DURATION & YIELD CURVE
Our duration stance remains neutral. Recent Fed communications have emphasized policy flexibility and suggest that additional rate cuts are less certain and highly data dependent. Market pricing reflects this language, and we believe the tension between a potentially cooling labor market, inflation still above target, and solid economic growth will persist in the near term.
TREASURIES
We favor spread product over Treasuries in what remains an attractive carry environment.
GOVERNMENT RELATED
We are overweight taxable municipal bonds, supported by strong fundamentals and the relatively recession-resistant characteristics of the asset class.
CORPORATE BONDS
Tactically, we remain overweight corporates. While valuations and macro risks warrant some caution, the credit story remains compelling for carry-focused investors.
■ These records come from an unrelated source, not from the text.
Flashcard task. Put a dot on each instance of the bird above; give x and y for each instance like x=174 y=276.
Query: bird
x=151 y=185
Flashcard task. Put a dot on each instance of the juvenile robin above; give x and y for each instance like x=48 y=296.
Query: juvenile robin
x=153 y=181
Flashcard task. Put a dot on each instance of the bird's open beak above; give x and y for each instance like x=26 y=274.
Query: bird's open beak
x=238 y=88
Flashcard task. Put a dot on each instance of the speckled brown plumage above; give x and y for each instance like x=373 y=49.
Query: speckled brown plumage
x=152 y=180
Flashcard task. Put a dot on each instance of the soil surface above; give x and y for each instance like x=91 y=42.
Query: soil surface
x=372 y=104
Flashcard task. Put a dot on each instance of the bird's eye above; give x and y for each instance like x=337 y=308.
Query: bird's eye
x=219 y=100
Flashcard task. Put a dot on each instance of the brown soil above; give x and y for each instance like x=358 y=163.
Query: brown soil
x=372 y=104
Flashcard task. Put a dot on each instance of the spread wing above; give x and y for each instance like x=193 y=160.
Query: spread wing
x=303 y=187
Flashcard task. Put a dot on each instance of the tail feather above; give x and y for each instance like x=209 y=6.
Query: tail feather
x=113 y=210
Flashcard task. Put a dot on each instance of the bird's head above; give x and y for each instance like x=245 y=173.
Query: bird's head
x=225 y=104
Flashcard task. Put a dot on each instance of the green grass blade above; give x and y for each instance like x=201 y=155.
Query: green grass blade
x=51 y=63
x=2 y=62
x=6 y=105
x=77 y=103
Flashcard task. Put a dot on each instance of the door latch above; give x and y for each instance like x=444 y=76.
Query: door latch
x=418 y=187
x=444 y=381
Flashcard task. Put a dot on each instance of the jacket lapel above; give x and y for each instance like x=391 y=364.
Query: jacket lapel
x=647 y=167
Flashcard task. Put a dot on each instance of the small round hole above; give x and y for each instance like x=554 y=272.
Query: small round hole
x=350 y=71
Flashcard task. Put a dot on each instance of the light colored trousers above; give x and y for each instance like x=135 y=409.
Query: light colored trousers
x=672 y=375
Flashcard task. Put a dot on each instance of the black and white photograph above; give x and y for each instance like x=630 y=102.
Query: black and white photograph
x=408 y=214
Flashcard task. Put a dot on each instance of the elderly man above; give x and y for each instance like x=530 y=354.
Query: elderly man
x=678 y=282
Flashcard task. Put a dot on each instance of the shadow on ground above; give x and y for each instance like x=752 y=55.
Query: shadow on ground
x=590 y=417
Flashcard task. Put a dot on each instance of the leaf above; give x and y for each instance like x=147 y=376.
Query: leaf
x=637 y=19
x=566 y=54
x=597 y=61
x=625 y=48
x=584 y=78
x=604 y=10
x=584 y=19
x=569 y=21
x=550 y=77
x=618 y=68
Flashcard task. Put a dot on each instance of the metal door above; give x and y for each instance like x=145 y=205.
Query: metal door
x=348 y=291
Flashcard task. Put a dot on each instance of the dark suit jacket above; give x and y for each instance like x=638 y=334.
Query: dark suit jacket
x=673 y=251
Overall, corporate fundamentals are solid, earnings remain supportive, and technicals are favorable amid attractive all-in yields.
SECURITIZED
Agency MBS and ABS continue to be core components of our portfolio allocation. The securitized sector is supported by strong collateral performance. Although spreads have tightened, the sector still offers attractive relative value and favorable risk-adjusted return potential in the current environment.

 

Disclosures

This represents the views and opinions of GW&K Investment Management and does not constitute investment advice, nor should it be considered predictive of any future market performance. Data is from what we believe to be reliable sources, but it cannot be guaranteed. Opinions expressed are subject to change. Past performance is no guarantee of future results.

Indexes are not subject to fees and expenses typically associated with managed accounts or investment funds. Investments cannot be made directly in an index. Index data has been obtained from third-party data providers that GW&K believes to be reliable, but GW&K does not guarantee its accuracy, completeness or timeliness. Third-party data providers make no warranties or representations relating to the accuracy, completeness or timeliness of the data they provide and are not liable for any damages relating to this data. The third-party data may not be further redistributed or used without the relevant third-party’s consent. Sources for index data include: Bloomberg, FactSet, ICE, FTSE Russell, MSCI and Standard & Poor’s.